NOÉ GARCÍA GÓMEZ

Uno de los aspectos más fascinantes que veo en las elecciones democráticas competidas es su nivel de incertidumbre. No podemos saber qué va a suceder. Durante un proceso electoral lo que prevalece es la incertidumbre. Por supuesto, las encuestas nos ayudan a reducirla un poco, nos orientan, pero no la eliminan del todo. Así nos lo dicen el recuento de las elecciones, por ejemplo en la pasada elección estadounidense se pensaba que Hilary se alzaría con el triunfo y los votos electorales inclinaron la  balanza con Trump, en Aguascalientes la última campaña a gobernador muchos daban por sentado el refrendo del PRI, pero conforme transcurría la campaña el margen se acortaba y finalmente el PAN resultó ganador; bueno hasta en la pasada elección presidencial los estudios demoscópicos predecían un triunfo de López Obrador pero nunca dimensionaron el enorme margen de los resultados frente a la hoy oposición.

La actual contienda estadounidense la incertidumbre es lo que sigue privando, aun faltando unos cuantos días, si alguien asegura tener un escenario, miente. Los predictores solo se acercan pero nunca son infalibles. Con base en las encuestas nacionales, que es muy probable que Joe Biden gane el voto popular, incluso por un margen ligeramente mayor al que tuvo Hillary Clinton en 2016. Pero cómo quede el Colegio Electoral es incierto, y sabemos que de ello depende quién gane las elecciones.

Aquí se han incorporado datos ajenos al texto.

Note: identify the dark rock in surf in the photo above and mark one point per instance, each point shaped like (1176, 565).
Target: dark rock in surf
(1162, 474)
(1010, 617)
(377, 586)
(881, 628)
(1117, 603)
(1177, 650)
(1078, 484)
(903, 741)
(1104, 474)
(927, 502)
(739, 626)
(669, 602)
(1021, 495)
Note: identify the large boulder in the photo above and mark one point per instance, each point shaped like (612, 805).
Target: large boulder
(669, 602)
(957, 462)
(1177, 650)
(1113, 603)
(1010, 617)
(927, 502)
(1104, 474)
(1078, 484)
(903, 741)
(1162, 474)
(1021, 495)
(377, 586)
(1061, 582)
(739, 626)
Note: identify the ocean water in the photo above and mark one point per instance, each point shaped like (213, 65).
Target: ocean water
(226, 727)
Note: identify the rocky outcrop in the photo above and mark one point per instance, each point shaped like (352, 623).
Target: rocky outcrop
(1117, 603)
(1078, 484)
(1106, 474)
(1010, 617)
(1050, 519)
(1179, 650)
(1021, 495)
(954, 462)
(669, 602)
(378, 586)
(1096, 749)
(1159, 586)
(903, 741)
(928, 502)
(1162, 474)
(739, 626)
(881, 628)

Además, los siguientes procesos electorales tienen otros aspectos también inciertos, incluidos cómo afecte el desarrollo de las campañas mismas, desde los aspectos intrínsecos de la democracia, como llegada inesperada de un personaje que emerja repentinamente y desajuste el tablero que ya se pensaba colocado.

Hasta extrínsecos como la pandemia de Covid y que sin duda cambiará la dinámica del desarrollo electoral, desde los eventos de los candidatos, las estructuras de movilización y de defensa del voto, así como la integración de las mesas directivas y por supuesto la participación o el abstencionismo electoral. Coincidimos que la pandemia influirá, pero no sabemos la dimensión, ni la profundidad.

Finalmente, y recordando al politólogo Adam Prezworski, la noción de que la democracia se caracteriza por una incertidumbre natural pero institucionalizada. Los resultados no se pueden saber antes, pero las reglas de juego sí, por lo que esperemos y exijamos que todos los jugadores se adapten, respeten y actúen para fortalecer la democracia.